Computerworld
Optus: Affordability key to NBN success
Telstra will drive prices through the roof if the government does not get regulation right, claims Optus.
Andrew Hendry  10 July, 2008 11:02

Optus has made it clear that a single national network with equal access wholesale pricing is key to the success of the NBN. The top dog in the Terria group rejected Telstra's charge of hypocrisy against the structural separation of Optus' parent SingTel in Singapore, and accused the incumbent of seeking inflated access prices in its regulatory submission to the federal government.

Optus' general manager of regulatory affairs, Andrew Sheridan, said affordability and equal wholesale access are critical to driving customer take-up of next generation broadband services.

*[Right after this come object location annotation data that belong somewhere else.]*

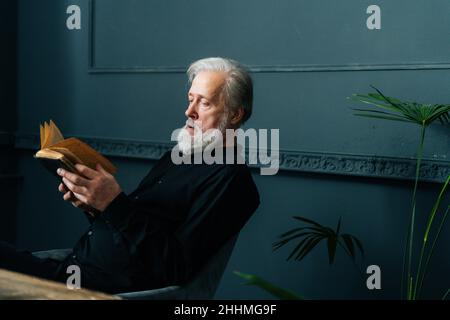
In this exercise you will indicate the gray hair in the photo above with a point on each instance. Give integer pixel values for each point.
(238, 88)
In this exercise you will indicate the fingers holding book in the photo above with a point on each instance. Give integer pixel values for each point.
(94, 188)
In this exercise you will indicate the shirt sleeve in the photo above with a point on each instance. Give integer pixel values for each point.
(223, 205)
(221, 210)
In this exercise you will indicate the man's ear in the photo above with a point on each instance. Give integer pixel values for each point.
(237, 116)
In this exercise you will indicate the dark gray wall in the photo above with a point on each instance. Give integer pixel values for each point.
(119, 81)
(8, 88)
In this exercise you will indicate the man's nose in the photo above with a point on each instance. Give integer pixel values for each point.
(191, 111)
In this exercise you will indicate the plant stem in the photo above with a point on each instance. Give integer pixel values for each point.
(446, 294)
(413, 213)
(424, 273)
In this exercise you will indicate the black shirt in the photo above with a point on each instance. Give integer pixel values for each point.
(166, 229)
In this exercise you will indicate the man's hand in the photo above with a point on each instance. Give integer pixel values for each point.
(97, 190)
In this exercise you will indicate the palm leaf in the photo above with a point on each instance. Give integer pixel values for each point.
(401, 111)
(310, 236)
(276, 291)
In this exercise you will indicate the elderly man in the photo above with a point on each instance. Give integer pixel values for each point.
(180, 214)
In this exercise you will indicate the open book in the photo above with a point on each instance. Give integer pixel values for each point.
(57, 152)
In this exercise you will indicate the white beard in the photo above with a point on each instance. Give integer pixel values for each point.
(188, 144)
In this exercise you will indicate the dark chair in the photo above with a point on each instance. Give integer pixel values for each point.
(202, 286)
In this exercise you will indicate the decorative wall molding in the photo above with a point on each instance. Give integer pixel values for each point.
(303, 161)
(282, 68)
(93, 68)
(10, 177)
(6, 139)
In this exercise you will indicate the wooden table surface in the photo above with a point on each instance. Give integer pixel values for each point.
(19, 286)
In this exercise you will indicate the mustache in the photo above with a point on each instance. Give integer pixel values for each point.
(191, 123)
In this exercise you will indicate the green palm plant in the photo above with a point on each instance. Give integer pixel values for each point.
(423, 115)
(309, 235)
(312, 234)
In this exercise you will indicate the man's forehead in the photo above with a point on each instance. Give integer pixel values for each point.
(208, 83)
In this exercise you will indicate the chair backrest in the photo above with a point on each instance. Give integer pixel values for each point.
(204, 285)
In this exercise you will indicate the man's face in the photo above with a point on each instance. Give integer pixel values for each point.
(206, 107)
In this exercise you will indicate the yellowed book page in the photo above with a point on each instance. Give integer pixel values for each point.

"A key issue we need to focus on is pricing - wholesale pricing drives consumer pricing. Telstra talks of being a premium service provider and in its regulatory submission it talks about how it ought to have flexibility to experiment with prices and set prices based on value rather than cost.

"That is something the government should not be entertaining because it doesn't translate to affordable broadband services," Sheridan said.

Optus' main concern with the NBN is the much-publicised debate surrounding the regulatory regime that will determine the framework for provision of wholesale access to the NBN.

Australia's number two telco has made it clear, along with the rest of the Terria group and the majority of regulatory submitters, that some form of structural and functional separation of whoever the NBN owner/operator will be is required to drive competition and consumer uptake.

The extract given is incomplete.